The woman resembles a Greek goddess, and the birth scene parallels that of the god Apollo, whose mother the goddess, Leto, struggles in labour nine days, Apollo’s life is saved by the sea-god, Poseidon, from the dragon Python who waits to devour him; Apollo himself, then killing the dragon. The parallels would not have been missed by John’s intended audience – though the intended meaning opaque to those seeking to destroy the Church.
Since emperors from Octavian who became Augustus were worshipped as gods, and associated themselves with the sun god Apollo, including the murderous Nero, there is an ironic contrast here with the man who patently failed to save his people, and the man Jesus who is the Christ, God’s Saviour of creation, beneath the surface of this book is an attack on ‘emperor-worship’. In Jewish numerology the ‘mark of the beast’ 666 spells ‘Nero’. However, in the nineteenth century new manuscripts of the Book of Revelation were discovered in Egypt where this number is recorded not as 666 but as 616. 616 spells Caligula, the emperor who followed Tiberius and preceeding Nero, who did indeed, set up a statue of himself in the very Temple in Jerusalem. These numbers are not magic, they are signs for those ‘in the know’ to catch, and we need to resist any attempt to make them more than that.
In Jewish apocalypse the courageous woman becomes the personification of Israel, whose birth pangs symbolise the eschatological woes which precede the appearance of the Messiah. In the Book of Revelation John gives this woman a Christian perspective, and as is true of so much of Scripture, the imagery is highly sophisticated and carries myriad layers of interlocking meaning. This great woman is Eve; she is the young woman, the ‘virgin’ hailed by the prophet Isaiah, and of course, triumphantly, and especially in the Roman Church, she is Mary.  But she is also the new Jerusalem, the Church, born out of great suffering. For those with ears to hear, hear the promise of the life which is to come!
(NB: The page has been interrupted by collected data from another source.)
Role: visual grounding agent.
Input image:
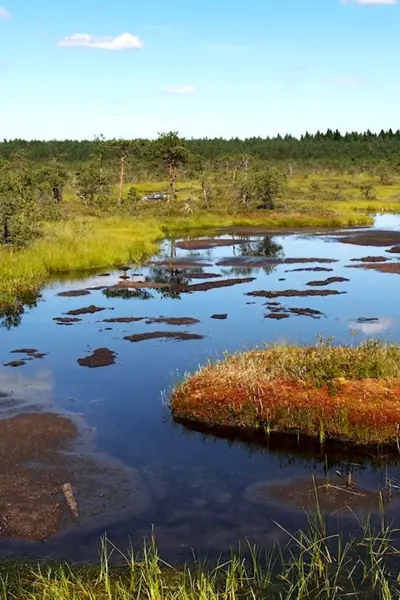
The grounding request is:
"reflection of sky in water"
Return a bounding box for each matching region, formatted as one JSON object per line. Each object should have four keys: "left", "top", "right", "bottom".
{"left": 1, "top": 219, "right": 400, "bottom": 559}
{"left": 349, "top": 317, "right": 394, "bottom": 336}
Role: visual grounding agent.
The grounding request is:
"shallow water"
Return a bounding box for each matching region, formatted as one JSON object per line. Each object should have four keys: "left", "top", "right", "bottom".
{"left": 1, "top": 215, "right": 400, "bottom": 561}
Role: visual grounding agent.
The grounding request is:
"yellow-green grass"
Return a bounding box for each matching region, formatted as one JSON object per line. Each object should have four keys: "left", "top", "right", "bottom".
{"left": 0, "top": 199, "right": 376, "bottom": 311}
{"left": 0, "top": 217, "right": 163, "bottom": 310}
{"left": 171, "top": 341, "right": 400, "bottom": 446}
{"left": 1, "top": 516, "right": 400, "bottom": 599}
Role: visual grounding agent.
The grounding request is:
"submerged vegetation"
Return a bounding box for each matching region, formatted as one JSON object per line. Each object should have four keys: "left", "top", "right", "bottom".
{"left": 3, "top": 512, "right": 400, "bottom": 599}
{"left": 171, "top": 340, "right": 400, "bottom": 446}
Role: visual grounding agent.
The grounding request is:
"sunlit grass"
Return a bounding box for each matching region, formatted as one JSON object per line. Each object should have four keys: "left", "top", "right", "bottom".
{"left": 1, "top": 512, "right": 400, "bottom": 599}
{"left": 171, "top": 340, "right": 400, "bottom": 446}
{"left": 3, "top": 169, "right": 400, "bottom": 310}
{"left": 0, "top": 217, "right": 163, "bottom": 309}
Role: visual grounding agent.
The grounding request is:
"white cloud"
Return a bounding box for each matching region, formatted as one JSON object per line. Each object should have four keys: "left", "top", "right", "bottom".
{"left": 342, "top": 0, "right": 398, "bottom": 5}
{"left": 0, "top": 7, "right": 10, "bottom": 20}
{"left": 58, "top": 32, "right": 144, "bottom": 51}
{"left": 163, "top": 85, "right": 196, "bottom": 95}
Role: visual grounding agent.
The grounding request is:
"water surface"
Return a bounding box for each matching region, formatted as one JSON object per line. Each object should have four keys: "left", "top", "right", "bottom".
{"left": 1, "top": 215, "right": 400, "bottom": 561}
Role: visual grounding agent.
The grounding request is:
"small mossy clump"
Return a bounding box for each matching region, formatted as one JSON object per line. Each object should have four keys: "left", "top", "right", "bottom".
{"left": 171, "top": 340, "right": 400, "bottom": 446}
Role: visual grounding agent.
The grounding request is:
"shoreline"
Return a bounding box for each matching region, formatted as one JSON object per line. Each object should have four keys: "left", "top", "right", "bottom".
{"left": 0, "top": 208, "right": 375, "bottom": 313}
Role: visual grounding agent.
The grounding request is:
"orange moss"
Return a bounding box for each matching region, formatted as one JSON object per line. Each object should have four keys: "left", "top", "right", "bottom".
{"left": 172, "top": 371, "right": 400, "bottom": 446}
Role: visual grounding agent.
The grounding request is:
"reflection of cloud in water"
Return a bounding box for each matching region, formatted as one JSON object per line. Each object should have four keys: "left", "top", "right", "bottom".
{"left": 0, "top": 369, "right": 53, "bottom": 413}
{"left": 349, "top": 318, "right": 394, "bottom": 336}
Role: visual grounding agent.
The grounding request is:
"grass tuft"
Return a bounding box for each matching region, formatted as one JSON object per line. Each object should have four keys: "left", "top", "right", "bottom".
{"left": 1, "top": 513, "right": 400, "bottom": 598}
{"left": 171, "top": 340, "right": 400, "bottom": 446}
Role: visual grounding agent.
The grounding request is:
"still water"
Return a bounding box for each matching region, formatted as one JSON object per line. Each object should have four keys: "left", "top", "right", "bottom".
{"left": 1, "top": 215, "right": 400, "bottom": 561}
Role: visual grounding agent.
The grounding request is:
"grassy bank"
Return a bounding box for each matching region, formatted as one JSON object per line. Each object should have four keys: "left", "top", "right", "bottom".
{"left": 171, "top": 340, "right": 400, "bottom": 446}
{"left": 2, "top": 515, "right": 400, "bottom": 599}
{"left": 0, "top": 200, "right": 376, "bottom": 311}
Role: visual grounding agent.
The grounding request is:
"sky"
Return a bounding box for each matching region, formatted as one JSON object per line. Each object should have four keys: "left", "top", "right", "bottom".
{"left": 0, "top": 0, "right": 399, "bottom": 140}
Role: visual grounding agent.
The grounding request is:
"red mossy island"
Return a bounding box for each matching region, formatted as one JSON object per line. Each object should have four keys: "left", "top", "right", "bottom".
{"left": 170, "top": 341, "right": 400, "bottom": 446}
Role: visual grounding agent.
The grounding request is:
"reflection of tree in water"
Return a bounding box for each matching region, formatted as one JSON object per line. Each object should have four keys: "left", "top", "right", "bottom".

The power of words.  What we have in the Book of Revelation is a mighty proclamation of Christ’s victory over evil. Its imagery relates to its own time and not ours, and we need to weigh its exotic words in the light of other Scripture. We must certainly hold back on the anger and the violence projected onto God, for this is not the God we meet in Jesus – nor the God of creation.
The tag for Holocaust Memorial Day 2018 is a quote from Anne Frank: ‘I want to go on living even after my death! That is why I am so grateful to God for having given me this gift, which I can use to develop myself and to express all that’s in me. When I write I can shake off all my cares; my sorrow disappears; my spirits are revived.’ 
The power of words. Anne’s prayer has been answered and her words have indeed inspired many in the decades following her death with their honesty and integrity – and in their universal account of the struggles of adolescent desire and pain, and her openness to the world.
Jesus’ words held extraordinary authority – unmissable to friend or foe. His words brought healing, freedom, and raised up those cast low.   Amen.